As for thickness, half the members of my own family hate thick towels, insisting that they make it hard to get behind the ears or between toes.  They like old towels worn to thinness or inexpensive thin, new towels.  The others insist on thick towels for their luxurious softness and ability to hold more moisture.  Most towels will shrink a little; towels of lower quality may shrink greatly, often becoming misshapen in the process.

So what are good choices for your towels?

Turkish towels or cotton terrycloth towels, which were introduced in the late nineteenth century, are wonderfully soft and absorbent for the bath.  And nothing beats cotton terrycloth washcloths, which mildly abrade the skin to remove soil, oil, and dead cells.  Although cotton terry towels are less absorbent than linen, and, when dry, initially resist moisture, the loops on the face of terry towels help them to pick up more moisture and to hold more of it than other towels.  The most absorbent towels have the most pile loops, which should be long and not too tightly twisted.  When the loops are cropped to form velour terry, the cloth feels velvety and shows prints well but is much less absorbent.  Terry towels with cotton pile and a polyester back will still be fairly absorbent, since most of the drying that your towels do is with the pile.  (Polyester in the back adds strength and durability.)  A tight, balanced weave, preferably a twill, is desirable.  But the thread count of the towel is less important in determining absorbency than the weight of the towel; heavier towels are more absorbent.

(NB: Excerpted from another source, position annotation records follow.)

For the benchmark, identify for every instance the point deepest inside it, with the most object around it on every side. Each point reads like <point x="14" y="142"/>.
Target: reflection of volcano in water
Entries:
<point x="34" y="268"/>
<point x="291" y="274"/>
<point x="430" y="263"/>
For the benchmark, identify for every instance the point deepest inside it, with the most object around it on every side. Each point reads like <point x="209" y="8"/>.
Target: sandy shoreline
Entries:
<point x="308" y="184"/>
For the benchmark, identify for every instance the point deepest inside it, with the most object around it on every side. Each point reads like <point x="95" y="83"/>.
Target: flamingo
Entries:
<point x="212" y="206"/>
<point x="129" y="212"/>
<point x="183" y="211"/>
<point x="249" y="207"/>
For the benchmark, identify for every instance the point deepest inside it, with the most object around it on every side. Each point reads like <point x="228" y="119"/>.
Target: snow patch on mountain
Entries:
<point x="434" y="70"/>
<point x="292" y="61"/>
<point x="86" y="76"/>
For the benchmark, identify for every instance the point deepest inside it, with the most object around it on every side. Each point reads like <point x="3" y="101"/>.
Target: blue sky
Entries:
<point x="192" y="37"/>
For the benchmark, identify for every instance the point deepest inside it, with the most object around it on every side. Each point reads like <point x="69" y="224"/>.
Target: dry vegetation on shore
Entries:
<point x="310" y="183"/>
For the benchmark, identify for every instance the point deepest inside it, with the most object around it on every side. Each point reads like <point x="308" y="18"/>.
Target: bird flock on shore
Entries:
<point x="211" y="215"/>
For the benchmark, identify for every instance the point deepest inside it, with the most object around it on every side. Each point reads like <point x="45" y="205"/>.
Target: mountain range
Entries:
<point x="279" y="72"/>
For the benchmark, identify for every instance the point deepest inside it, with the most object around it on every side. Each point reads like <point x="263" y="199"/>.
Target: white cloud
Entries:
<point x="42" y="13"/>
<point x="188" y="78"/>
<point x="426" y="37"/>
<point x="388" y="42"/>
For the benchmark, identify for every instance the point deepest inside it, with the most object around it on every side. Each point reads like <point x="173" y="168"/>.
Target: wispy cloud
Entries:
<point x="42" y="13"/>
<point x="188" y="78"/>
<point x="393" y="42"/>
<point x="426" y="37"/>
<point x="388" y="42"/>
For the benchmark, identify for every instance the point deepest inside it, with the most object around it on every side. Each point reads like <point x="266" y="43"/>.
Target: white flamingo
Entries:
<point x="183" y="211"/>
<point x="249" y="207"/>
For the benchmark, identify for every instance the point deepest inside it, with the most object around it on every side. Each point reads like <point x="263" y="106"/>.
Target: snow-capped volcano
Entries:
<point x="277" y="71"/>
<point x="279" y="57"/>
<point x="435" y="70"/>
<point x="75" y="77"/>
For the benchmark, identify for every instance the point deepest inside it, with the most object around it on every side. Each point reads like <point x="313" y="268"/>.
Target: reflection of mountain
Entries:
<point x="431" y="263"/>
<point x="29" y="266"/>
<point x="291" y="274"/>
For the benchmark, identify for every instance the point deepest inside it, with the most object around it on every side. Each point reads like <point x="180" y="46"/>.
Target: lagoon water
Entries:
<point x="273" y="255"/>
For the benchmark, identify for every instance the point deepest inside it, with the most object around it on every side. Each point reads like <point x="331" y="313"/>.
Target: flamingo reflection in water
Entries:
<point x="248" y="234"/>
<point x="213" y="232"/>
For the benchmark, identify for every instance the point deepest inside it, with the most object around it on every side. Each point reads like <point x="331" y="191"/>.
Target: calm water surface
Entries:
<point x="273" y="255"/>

Look for dense, thick, firm towels with high pile, even selvage edges, and small, even hem stitches.  Hold terrycloth towels up to the light to check the quality of the underlying weave.  Feel it for softness and resilience.  Avoid towels that lack that cottony, dry, terrycloth feeling and instead have a certain (seductively pleasant) silky or smooth feel.  In my experience, the latter are not very absorbent until they have received years of wear and grown more cottony.

Although you see extralong-staple Egyptian and Pima cotton towels praised, I prefer terrycloth towels made of Upland cotton, which seem to me more absorbent and softer.  Towels of extralong-staple cotton, however, grow softer and more absorbent as they age.  Most people in this country would never exchange the great comfort, absorbency, and reasonable prices of terrycloth towels for old-fashioned linen bath towels.  These lacked a pile and were made in a variety of weaves., such as huck, honeycomb, or waffle weave.  Linen bath towels vied with terrycloth through the opening decades of the twentieth century and are still favored in some places in Europe.  They are often quite large but quickly grow damp and soaked and can chill you in a cold bathroom; they wrinkle readily.  They can be quite beautiful, especially those with long, silky fringes.  But although people look more elegant wrapped in a the folds of fine, fringed linen fabric after a bath, people wrapped in terry towels are warmer and more comfy.  If you would  like to try this type of linen bath towel, the most sensible and the warmest have thick spongy weaves such as waffle weave and natural colors–creams, tans, and off-whites.  The most beautiful are in jacquard or dobby weaves.  You may be able to find such nonterry bath towels in cottons as well.

Some companies make linen terrycloth towels, often marketing them especially for men.  These towels are invigoratingly scratchy and quite absorbent, especially after a couple of washes, but the ones I have seen are not nearly so pretty as cotton terrycloth.

Hand towels of linen are traditional.  They come in beautiful damask weaves or huck, crash, honeycomb, or waffle weaves.  Linen towels are absorbent and durable, do not yellow or turn gray, and can take strong laundering.  Cotton terry is more absorbent than other types of cotton hand towels, but all are good.  Guest hand towels often are delicate and elegant, with fringe, embroidery, cutwork, or lace.  These require careful ironing to look good.   Store six sets of towels per person plus one or more sets for guests.